Stephanie Comilang is a Filipina-Canadian, documentary-based filmmaker. She studied fine arts and media at the Ontario College of Art and Design. Her practice involves collaboration and interviews, as well as cultural diaspora. Comilang’s documentary work includes Children of the King, about children of Elvis impersonators, and Flirting: Kyoto, about flirting practices in Kyoto, Japan, which was made in residence at the Kyoto Art Centre. Her works have been screened internationally at film festivals and art institutions, including the Künstlerhaus Bethanien, the Reel Asian Film Festival, and the Banff Centre. In 2015, Comilang embarked on a project researching Filipina Migrant Domestic Workers (MDWs) in Hong Kong, which was funded by a Canada Council for the Arts Grant. This research will evolve into a film based on her direct experiences with employment agents, advocacy groups, and the women who contribute to Hong Kong's landscapes of temporary architecture.
Tings Chak is a Hong Kong-born and Toronto-based multidisciplinary artist who holds an MArch from the University of Toronto. She is a migrant justice organizer who works alongside migrant workers, undocumented people, and immigrant detainees. In the field of architecture, she has received several awards including the Power Corporation of Canada Award (2013) from the Canadian Centre for Architecture and the Kuwabara-Jackman Thesis Gold Medal for her research on immigration detention centers in Canada. Her work was published by the Architecture Observer as an architectural graphic novel, Undocumented: The Architecture of Migrant Detention (2014), and has been presented in art, architecture, and academic institutions across Canada, the United States, and Europe. She has contributed to various publications, including Scapegoat: Architecture, Landscape, and Political Economy, Room Magazine, The Funambulist: Politics of Space and Bodies, and Stonecutter Journal, and has exhibited at A-Space Gallery, Eric Arthur Gallery, and the Museum of Contemporary Canadian Art.

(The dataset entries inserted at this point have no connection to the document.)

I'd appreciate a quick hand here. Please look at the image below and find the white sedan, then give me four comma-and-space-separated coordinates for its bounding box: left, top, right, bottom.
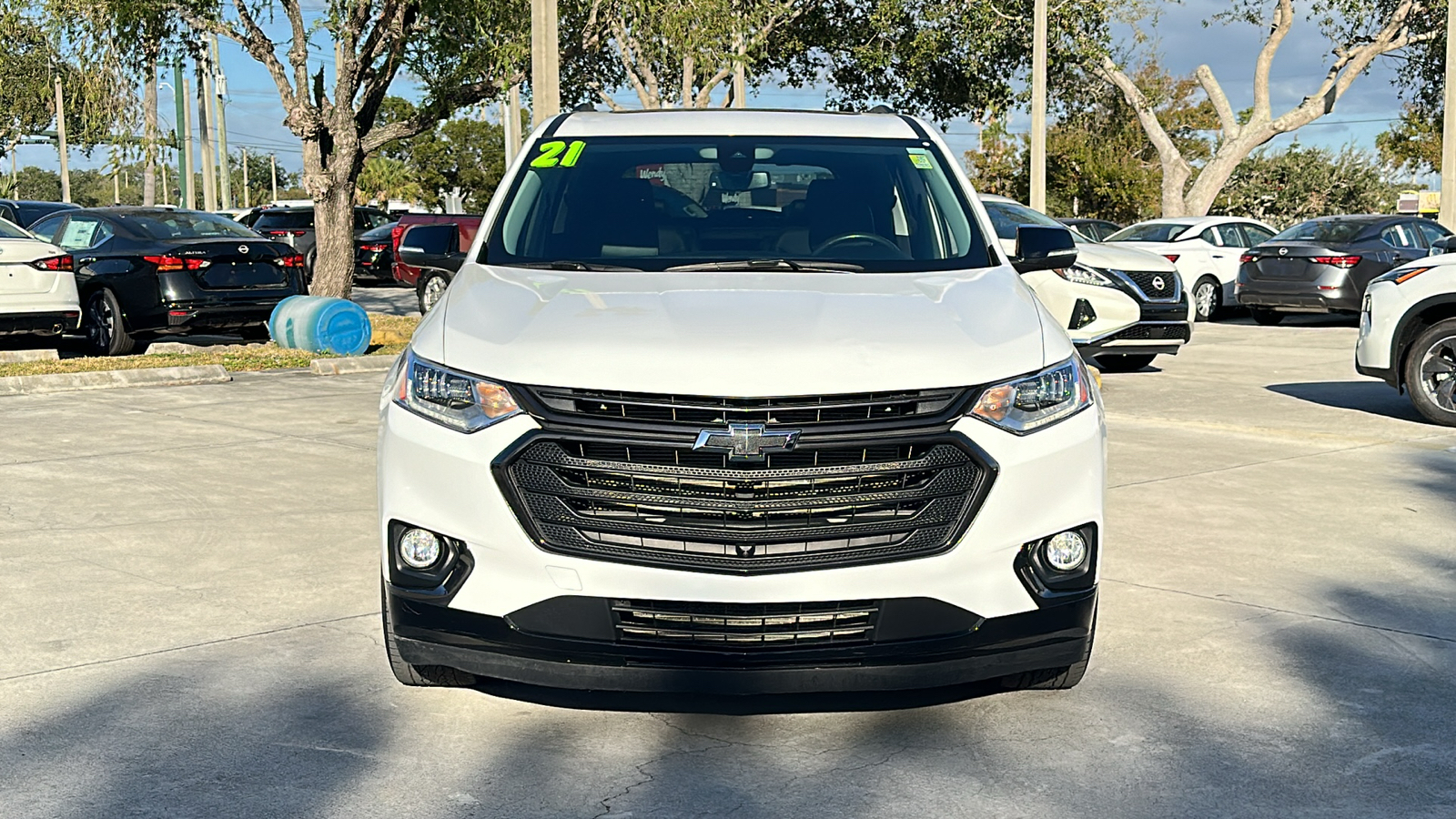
0, 218, 82, 335
1107, 216, 1279, 320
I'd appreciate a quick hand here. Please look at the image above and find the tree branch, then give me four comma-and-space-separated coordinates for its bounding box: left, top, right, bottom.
1194, 66, 1243, 140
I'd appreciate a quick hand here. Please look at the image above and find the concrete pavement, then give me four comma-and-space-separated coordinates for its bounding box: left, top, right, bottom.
0, 322, 1456, 819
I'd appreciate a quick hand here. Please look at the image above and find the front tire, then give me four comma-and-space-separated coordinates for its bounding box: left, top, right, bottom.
417, 271, 450, 315
1405, 319, 1456, 427
379, 581, 476, 688
82, 288, 136, 356
1192, 276, 1223, 322
1094, 354, 1158, 373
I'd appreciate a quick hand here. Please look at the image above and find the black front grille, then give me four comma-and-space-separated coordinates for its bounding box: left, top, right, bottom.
1109, 324, 1189, 341
1123, 269, 1182, 298
498, 434, 992, 574
526, 386, 966, 430
612, 601, 879, 652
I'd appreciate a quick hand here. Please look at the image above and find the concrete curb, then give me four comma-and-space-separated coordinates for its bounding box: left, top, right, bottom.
308, 356, 399, 376
0, 364, 233, 395
0, 349, 61, 364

Rowena Yin-Fan Chan is a Hong Kong-based artist and graphic designer who was raised and educated in San Francisco. In 2013, she completed her BFA (with honors) at California College of the Arts, with an emphasis in book art, drawing, and mixed media.
Devora Neumark is an interdisciplinary artist-researcher, educator, lecturer, and consultant for the Assembly of First Nations of Quebec and Labrador. Her work addresses the intersections of forced displacement, loss, and the act of witness through involvement with live community performance and art events in urban settings. Neumark's practice is deliberately dialogic and examines the relationship between the act of beautifying one's home(land) and the dislocation that follows violence and/or environmental disaster. Neumark completed her research-based PhD, Radical Beauty for Troubled Times, at Concordia University's Centre for Interdisciplinary Studies in Society and Culture (2013). Since 2003, she has been teaching in the MFA Interdisciplinary Arts Program at Goddard College. She is currently developing a new body of work, Where is Your Nature?, inspired by indigenous philosophies and Buddhist teachings, as well as art and writing practices focused on the environment.